Donald Trump vise la réindustrialisation, alors qu’environ la moitié des 16 millions de voitures vendues en 2024 aux États-Unis étaient importées.

«Mais transférer sa production signifie créer des capacités, les outillages, trouver les fournisseurs… Pour réaliser quelque chose de significatif, ça prendra au minimum deux ans», au détriment d’usines japonaises, insiste Duvick.

«Nissan nous a fait part de son intention de revoir une partie de sa production», s’inquiète un responsable de la préfecture de Fukuoka (sud du Japon) qui abrite deux filiales produisant notamment le Rogue.

Nissan pourrait en profiter pour commencer à produire aux États-Unis des modèles hybrides et électriques adaptés au marché américain.

Vu l’ampleur et le coût des projets, «ce n’est pas une solution miracle. Cela deviendra une option à long terme, mais je doute qu’un constructeur japonais soit pour l’heure sérieusement prêt à franchir le pas», affirme Tatsuo Yoshida.

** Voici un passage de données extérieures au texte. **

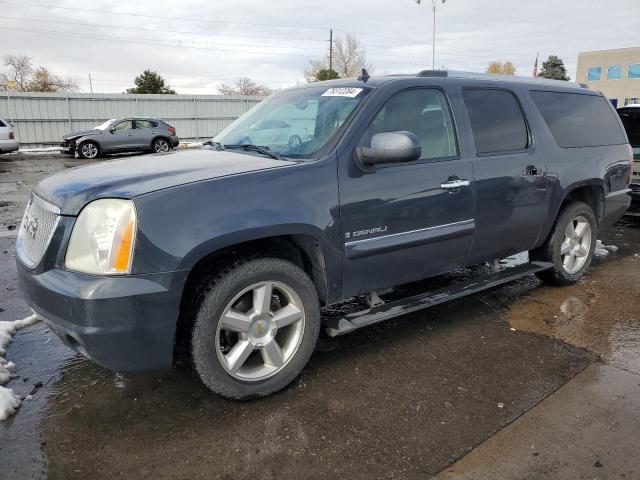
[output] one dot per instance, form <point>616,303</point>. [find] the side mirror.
<point>389,147</point>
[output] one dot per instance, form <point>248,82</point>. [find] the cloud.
<point>198,45</point>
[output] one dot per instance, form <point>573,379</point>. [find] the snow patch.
<point>603,250</point>
<point>9,401</point>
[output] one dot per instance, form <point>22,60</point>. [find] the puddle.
<point>599,313</point>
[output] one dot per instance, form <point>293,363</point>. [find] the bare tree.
<point>43,80</point>
<point>20,70</point>
<point>27,79</point>
<point>349,58</point>
<point>506,68</point>
<point>244,86</point>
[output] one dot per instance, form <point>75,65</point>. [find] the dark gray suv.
<point>233,259</point>
<point>122,135</point>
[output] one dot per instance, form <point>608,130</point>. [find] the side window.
<point>125,125</point>
<point>145,124</point>
<point>423,112</point>
<point>497,121</point>
<point>579,120</point>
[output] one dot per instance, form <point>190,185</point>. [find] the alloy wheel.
<point>260,331</point>
<point>89,150</point>
<point>576,246</point>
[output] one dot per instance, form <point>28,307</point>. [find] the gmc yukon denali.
<point>230,257</point>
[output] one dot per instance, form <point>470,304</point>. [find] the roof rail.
<point>491,76</point>
<point>433,73</point>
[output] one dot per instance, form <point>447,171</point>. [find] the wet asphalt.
<point>403,399</point>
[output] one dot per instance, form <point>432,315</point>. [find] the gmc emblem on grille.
<point>31,226</point>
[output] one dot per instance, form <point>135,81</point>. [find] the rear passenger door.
<point>404,221</point>
<point>119,137</point>
<point>510,168</point>
<point>145,132</point>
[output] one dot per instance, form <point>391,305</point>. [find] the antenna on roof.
<point>365,76</point>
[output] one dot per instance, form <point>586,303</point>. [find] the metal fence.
<point>43,118</point>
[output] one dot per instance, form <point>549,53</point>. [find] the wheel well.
<point>592,195</point>
<point>302,250</point>
<point>160,136</point>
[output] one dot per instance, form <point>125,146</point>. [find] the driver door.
<point>401,223</point>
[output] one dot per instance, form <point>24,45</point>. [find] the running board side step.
<point>348,323</point>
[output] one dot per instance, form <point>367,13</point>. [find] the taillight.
<point>630,164</point>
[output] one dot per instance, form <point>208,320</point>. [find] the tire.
<point>161,145</point>
<point>89,150</point>
<point>577,217</point>
<point>247,332</point>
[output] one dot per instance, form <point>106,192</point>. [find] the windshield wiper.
<point>252,147</point>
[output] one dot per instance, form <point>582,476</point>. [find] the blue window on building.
<point>614,72</point>
<point>594,73</point>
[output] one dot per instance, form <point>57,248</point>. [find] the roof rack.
<point>491,76</point>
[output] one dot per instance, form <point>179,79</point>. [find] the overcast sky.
<point>196,45</point>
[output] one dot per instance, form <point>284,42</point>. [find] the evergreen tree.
<point>554,68</point>
<point>150,82</point>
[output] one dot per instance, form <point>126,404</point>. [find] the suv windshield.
<point>295,123</point>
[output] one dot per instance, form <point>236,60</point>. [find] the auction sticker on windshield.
<point>342,92</point>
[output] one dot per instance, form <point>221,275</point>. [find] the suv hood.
<point>73,135</point>
<point>131,176</point>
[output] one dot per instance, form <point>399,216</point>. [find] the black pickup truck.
<point>230,256</point>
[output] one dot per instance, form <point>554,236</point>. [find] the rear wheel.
<point>571,245</point>
<point>89,150</point>
<point>161,145</point>
<point>256,325</point>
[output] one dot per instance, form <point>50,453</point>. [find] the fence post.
<point>69,115</point>
<point>195,118</point>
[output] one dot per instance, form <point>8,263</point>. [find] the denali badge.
<point>368,231</point>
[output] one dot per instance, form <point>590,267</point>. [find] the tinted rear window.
<point>577,120</point>
<point>631,121</point>
<point>496,119</point>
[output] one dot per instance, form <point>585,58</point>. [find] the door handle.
<point>454,184</point>
<point>531,170</point>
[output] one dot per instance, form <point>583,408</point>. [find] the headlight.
<point>103,237</point>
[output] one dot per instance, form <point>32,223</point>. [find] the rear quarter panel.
<point>570,168</point>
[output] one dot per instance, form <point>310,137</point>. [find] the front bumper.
<point>123,323</point>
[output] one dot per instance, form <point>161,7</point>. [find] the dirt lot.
<point>405,399</point>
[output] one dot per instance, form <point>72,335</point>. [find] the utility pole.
<point>433,41</point>
<point>330,49</point>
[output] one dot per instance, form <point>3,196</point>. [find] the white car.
<point>8,141</point>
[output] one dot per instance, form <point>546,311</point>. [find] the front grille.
<point>38,224</point>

Face aux revirements fréquents de l’administration Trump, «la mesure la plus réaliste est de se préparer sans épuiser ses ressources et effectifs: opter d’abord pour (l’ajustement des prix), et, si la situation perdure, transférer la production», ajoute-t-il. Si les barrières douanières s’installent, «cela pourrait porter un coup fatal à Nissan, qui se trouverait à court de liquidités» mais un allié pourrait apporter son secours, «qu’il s’agisse de Honda ou d’une firme tech», juge-t-il.

«Même si cela ne constitue pas un coup mortel pour Nissan, cela pourrait certainement rendre son plan de redressement et sa survie à long terme plus difficiles», complète Todd Duvick.